Climate impacts aren’t shared equally. Some regions can invest in adaptation, while others face floods, droughts, and pollution with limited resources.
We wanted a clear, data-driven way to show where climate risk, poor infrastructure, and socioeconomic vulnerability intersect—and to help direct funding where it’s needed most.

What it does

AI Equity Mapper is an interactive Mapbox web app that visualizes climate inequality across regions using open data sources like ASDI ERA5, OpenAQ, Ookla and the World Bank.
It computes a unified Climate Inequality Index (CII) on a 0–1 scale:

CII = (0.30 × Climate Risk) + (0.25 × (1 – Infrastructure Access)) + (0.25 × Socioeconomic Vulnerability) + (0.20 × Air Quality)

How we built it

  • ETL (Python): Fetch and normalize datasets (ASDI, ERA5, OpenAQ, Ookla ,World Bank), compute CII, and export results to Supabase.
  • Database: Supabase (PostgreSQL + PostGIS) with automated upsert scripts.
  • Frontend: React.js (TypeScript) + Mapbox GL + Tailwind CSS for visualization and interaction.
  • Deployment: Lovable Cloud for full-stack hosting and continuous integration.

Challenges we ran into

Fragmented APIs: requiring custom fallbacks to fetch data by location. Data heterogeneity: Combining climate, infrastructure, and socioeconomic datasets with different spatial resolutions. Normalization logic: Designing consistent scaling so that all indicators contribute fairly to CII. Real-time integration: Making the pipeline lightweight enough to refresh daily without hitting API limits.

Accomplishments that we're proud of

  • Built a huge full end-to-end pipeline from open data to visualization. Scale: Successfully integrated a lot of regions across 205 countries with real geographic boundaries
  • Created a clean, interpretable CII metric grounded in real environmental and socioeconomic data.
  • Designed a responsive map UI showing top critical regions in real time.
  • Integrated automatic Supabase updates through ETL scripts. -Prompt engineering is as critical as traditional programming—small wording changes dramatically affect output quality

What we learned

  • Transparent formulas and normalization are key to trust in data indices.
  • Handling geospatial data (CRS, topology, validation) is critical for accuracy.
  • Visual storytelling turns complex datasets into actionable insights. -Climate data is messy: Real-world datasets have gaps, outliers, and inconsistencies.

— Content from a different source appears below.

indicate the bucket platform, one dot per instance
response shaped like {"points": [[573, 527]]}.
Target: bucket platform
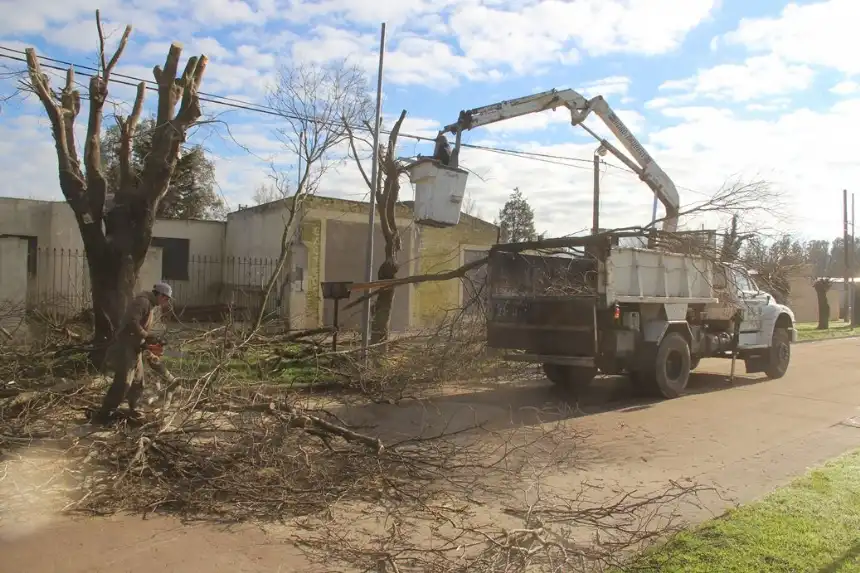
{"points": [[439, 191]]}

What's next for AI Equity Mapper

Real-time stress testing: Stream in severe-weather alerts (Copernicus EDO, NASA GPM) and show how CII shifts during extreme events. Impact tracking: Partner with municipalities or NGOs to monitor CII before/after adaptation investments and surface ROI dashboards. Inequality analytics: Layer a Gini-style index over regional distributions to quantify how unevenly climate burdens fall within a country. Community feedback loop: Let local stakeholders contribute ground-truth updates (e.g., new flood defenses) that feed back into the index.